他还说:“霁月,你若是恨孤,便恨吧,孤也恨自己,甚至,孤似乎还恨她,恨她为了一个她不爱,也不爱她的人,宁愿选择去死,也不选择回到孤的身边。”
那是她的家啊,即便那并不是她最初愿意的选择,那也是她的家啊,那里有她的丈夫女儿,有她的城池子民,你教她如何背叛那一切?
我竭力控制住自己心里逐渐腾升起来的恨意,指甲几乎陷进肉里,才没有让陆庭诀瞧出破绽来。
我对他说:“王上可否教霁月习武,霁月想跟男子一样保家卫国。”
陆庭诀不疑有他,允了我。
允我时是他喝了酒,我以为他事后会反悔,毕竟在中原,女子抛头露面并不是什么光彩的事,可是他不仅没有反悔,还手把手亲自教我刀法剑法。
他的手指冰凉细长,紧紧将我的手包裹住,运势,对位,发力,出击,每一步都精准迅速。
因为有基础功在身,我学起来很快。
陆庭诀忙的时候我就自己练剑,有时他来了也不说话,就站在一旁静静的看着我,趁我不备出招考验我一番。
怀宁出宫的次数越来越多,不用想也知道她在霍府。以往她都是等着霍渊下朝,然后远远的便叫他名字,飞奔过去一头扎进他怀里。sxynkj.ċöm
现在女大不中留了。
宋倾之早已将霍渊视为眼中钉肉中刺,可是他打不过霍渊,也没有时间去找霍渊打架,他升了御前侍卫总统,时间少之又少。
次年,邑国由旌国南部入侵,短短几日,已经攻到了漳州地界,朝中大将去了一波又一波,皆是铩羽而归。
陆庭诀决定御驾亲征。
我去找他,告诉他我也要一同去,他不答应我,说此战凶险。
我扮成寻常士兵的模样,悄悄混进铁骑队伍里。
出发那日,天阴沉得厉害,我坐在马背上,看见穿着一身盔甲的陆庭诀走在队伍前方,身形高大挺拔,如一尊神。
刚出城他就发现了我,我以为他会责备我,或者命令我回去,他没有。
“战场不是你想的那么简单。”他目视着前方,语气里听不出什么情绪。
我还没答话,他忽然勾唇浅笑了笑,侧过头看着我,说:“不过有孤在。
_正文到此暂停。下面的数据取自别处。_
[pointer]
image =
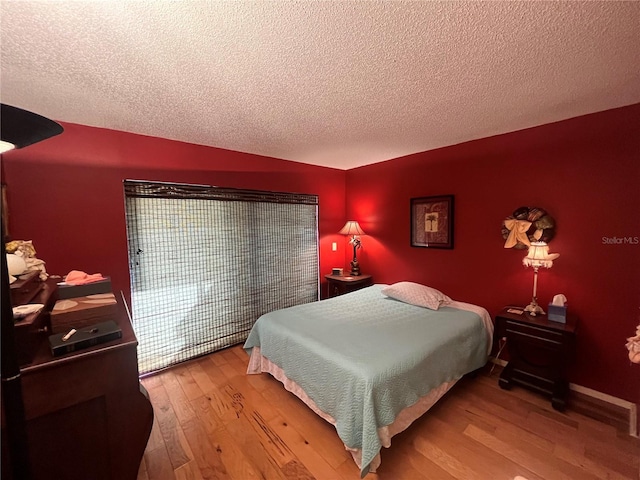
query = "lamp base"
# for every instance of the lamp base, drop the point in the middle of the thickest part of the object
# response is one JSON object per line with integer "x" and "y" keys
{"x": 533, "y": 308}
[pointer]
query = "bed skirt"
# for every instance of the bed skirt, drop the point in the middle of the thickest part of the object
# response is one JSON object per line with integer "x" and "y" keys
{"x": 260, "y": 364}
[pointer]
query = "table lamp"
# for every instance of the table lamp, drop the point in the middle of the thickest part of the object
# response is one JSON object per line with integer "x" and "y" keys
{"x": 537, "y": 257}
{"x": 352, "y": 228}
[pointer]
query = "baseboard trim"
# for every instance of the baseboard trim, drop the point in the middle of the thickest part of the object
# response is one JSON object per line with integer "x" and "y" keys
{"x": 604, "y": 407}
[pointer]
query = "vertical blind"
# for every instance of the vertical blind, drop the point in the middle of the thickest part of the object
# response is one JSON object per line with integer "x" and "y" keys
{"x": 205, "y": 262}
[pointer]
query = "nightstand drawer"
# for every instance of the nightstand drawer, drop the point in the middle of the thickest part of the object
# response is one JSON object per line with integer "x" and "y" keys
{"x": 533, "y": 334}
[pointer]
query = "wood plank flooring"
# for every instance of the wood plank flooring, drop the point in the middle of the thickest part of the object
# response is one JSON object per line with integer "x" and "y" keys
{"x": 212, "y": 421}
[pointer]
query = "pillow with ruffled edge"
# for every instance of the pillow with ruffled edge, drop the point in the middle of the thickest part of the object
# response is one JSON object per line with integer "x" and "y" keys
{"x": 416, "y": 294}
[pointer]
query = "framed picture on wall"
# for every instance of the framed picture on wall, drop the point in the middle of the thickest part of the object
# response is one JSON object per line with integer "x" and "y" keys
{"x": 432, "y": 222}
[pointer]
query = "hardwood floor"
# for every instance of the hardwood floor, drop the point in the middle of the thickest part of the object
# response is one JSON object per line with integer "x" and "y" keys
{"x": 212, "y": 421}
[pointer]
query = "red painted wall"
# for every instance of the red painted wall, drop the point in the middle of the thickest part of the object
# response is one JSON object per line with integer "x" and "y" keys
{"x": 66, "y": 193}
{"x": 585, "y": 172}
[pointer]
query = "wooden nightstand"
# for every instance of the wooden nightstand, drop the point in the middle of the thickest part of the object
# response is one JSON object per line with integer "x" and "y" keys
{"x": 339, "y": 285}
{"x": 539, "y": 350}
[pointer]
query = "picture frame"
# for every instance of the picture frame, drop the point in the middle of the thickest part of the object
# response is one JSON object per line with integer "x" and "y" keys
{"x": 432, "y": 222}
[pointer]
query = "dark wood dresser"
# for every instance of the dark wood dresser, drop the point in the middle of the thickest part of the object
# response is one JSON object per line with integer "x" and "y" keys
{"x": 87, "y": 416}
{"x": 539, "y": 352}
{"x": 339, "y": 285}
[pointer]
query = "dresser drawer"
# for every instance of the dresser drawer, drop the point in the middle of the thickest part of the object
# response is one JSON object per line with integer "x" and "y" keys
{"x": 522, "y": 332}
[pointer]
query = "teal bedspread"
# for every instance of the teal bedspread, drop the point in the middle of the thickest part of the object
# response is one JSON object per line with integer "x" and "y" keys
{"x": 363, "y": 357}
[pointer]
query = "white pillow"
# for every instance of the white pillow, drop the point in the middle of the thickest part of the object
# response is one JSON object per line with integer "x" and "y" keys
{"x": 416, "y": 294}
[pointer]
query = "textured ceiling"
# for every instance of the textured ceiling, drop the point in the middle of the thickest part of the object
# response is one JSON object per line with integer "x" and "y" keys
{"x": 335, "y": 83}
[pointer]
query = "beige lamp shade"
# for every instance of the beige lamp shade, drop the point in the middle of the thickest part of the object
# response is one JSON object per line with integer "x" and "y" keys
{"x": 539, "y": 256}
{"x": 351, "y": 228}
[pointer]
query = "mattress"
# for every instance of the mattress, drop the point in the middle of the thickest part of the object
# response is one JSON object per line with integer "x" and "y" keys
{"x": 363, "y": 358}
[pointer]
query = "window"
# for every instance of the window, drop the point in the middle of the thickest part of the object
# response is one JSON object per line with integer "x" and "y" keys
{"x": 206, "y": 262}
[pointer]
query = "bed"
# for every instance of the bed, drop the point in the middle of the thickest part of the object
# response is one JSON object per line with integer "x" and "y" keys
{"x": 371, "y": 361}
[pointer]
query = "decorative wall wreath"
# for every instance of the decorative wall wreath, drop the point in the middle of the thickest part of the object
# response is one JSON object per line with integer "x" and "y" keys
{"x": 526, "y": 225}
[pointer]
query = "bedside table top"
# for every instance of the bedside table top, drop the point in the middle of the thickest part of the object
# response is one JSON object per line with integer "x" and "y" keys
{"x": 539, "y": 320}
{"x": 347, "y": 278}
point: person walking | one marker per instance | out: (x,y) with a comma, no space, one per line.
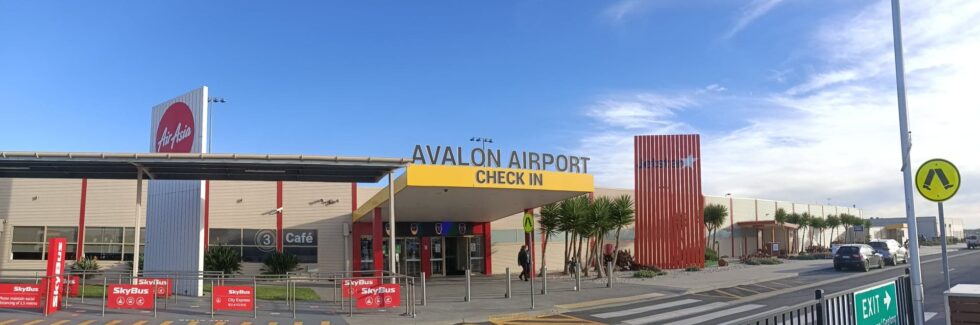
(524,260)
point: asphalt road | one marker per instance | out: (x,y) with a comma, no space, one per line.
(722,305)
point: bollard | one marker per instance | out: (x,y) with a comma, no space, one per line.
(423,289)
(544,281)
(104,289)
(467,297)
(609,275)
(507,294)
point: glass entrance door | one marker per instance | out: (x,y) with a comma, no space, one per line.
(436,257)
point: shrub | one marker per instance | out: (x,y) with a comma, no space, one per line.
(280,263)
(647,273)
(710,255)
(223,259)
(86,266)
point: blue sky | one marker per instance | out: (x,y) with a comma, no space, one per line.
(803,85)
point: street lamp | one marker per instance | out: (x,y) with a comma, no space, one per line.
(483,141)
(215,100)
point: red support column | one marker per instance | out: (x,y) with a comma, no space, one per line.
(80,239)
(376,240)
(207,210)
(487,252)
(279,216)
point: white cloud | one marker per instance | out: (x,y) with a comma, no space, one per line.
(750,13)
(835,134)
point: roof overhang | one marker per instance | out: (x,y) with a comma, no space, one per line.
(435,193)
(765,223)
(197,166)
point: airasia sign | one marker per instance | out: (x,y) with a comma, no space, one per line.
(175,132)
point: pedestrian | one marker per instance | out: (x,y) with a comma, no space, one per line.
(525,263)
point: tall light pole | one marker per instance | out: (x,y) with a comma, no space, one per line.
(212,100)
(903,125)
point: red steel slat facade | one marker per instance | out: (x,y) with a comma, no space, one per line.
(669,205)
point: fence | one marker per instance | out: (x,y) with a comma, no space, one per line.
(838,308)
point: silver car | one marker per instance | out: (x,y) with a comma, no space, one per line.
(891,251)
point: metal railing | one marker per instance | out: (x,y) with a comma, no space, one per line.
(834,309)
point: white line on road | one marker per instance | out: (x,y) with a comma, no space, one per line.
(674,314)
(723,313)
(626,312)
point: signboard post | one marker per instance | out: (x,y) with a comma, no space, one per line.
(56,267)
(938,180)
(876,305)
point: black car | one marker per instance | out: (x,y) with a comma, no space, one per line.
(859,256)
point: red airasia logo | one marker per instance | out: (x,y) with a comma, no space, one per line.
(175,133)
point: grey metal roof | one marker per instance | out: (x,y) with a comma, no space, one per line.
(191,166)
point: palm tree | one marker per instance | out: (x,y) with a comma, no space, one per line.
(622,215)
(548,223)
(780,217)
(572,211)
(833,222)
(714,218)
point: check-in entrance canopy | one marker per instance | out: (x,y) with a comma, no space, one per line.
(444,214)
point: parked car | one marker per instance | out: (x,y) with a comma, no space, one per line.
(891,251)
(972,242)
(860,256)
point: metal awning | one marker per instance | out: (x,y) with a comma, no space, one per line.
(197,166)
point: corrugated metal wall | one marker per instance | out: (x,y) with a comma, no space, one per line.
(669,205)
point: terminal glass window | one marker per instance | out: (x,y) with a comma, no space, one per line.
(111,243)
(30,243)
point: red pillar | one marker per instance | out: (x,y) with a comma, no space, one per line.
(80,240)
(376,239)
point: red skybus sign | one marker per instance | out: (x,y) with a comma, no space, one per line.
(233,298)
(56,267)
(357,284)
(128,296)
(162,285)
(380,296)
(20,295)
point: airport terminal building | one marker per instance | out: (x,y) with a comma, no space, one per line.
(455,208)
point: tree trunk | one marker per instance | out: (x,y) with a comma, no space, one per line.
(564,268)
(616,249)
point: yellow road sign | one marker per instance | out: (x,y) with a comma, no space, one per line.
(528,223)
(937,180)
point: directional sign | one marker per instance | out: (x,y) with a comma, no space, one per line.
(877,305)
(528,223)
(937,180)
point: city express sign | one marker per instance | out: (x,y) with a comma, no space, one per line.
(496,178)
”
长途跋涉四日,我们的军队终于抵达漳州一带,刚安顿好士兵,霍渊父子便立刻迎了上来。
见到我,霍渊愣了愣,收到陆庭诀的目光,他点了点头,什么也没说。
我跟着大部在营地歇息,陆庭诀跟霍渊父子在军帐内商讨作战计划。
其实有陆庭诀在,我不担心会失败,我也不知道为什么,或许是因为来时路上他说的那句“有朕在”,又或许是因为当年我曾亲眼见他带领铁骑踏平我北王宫。
开战那日万里晴空,这是个好预兆。
号角声响,我跟在陆庭诀身后激流勇进杀进敌阵前锋,轻而易举将对方将领首级拿下。
我不知道,原来用矛刺穿敌人胸膛是这种感觉,与我平日在后院里独自对着空气练习的感觉全然不同。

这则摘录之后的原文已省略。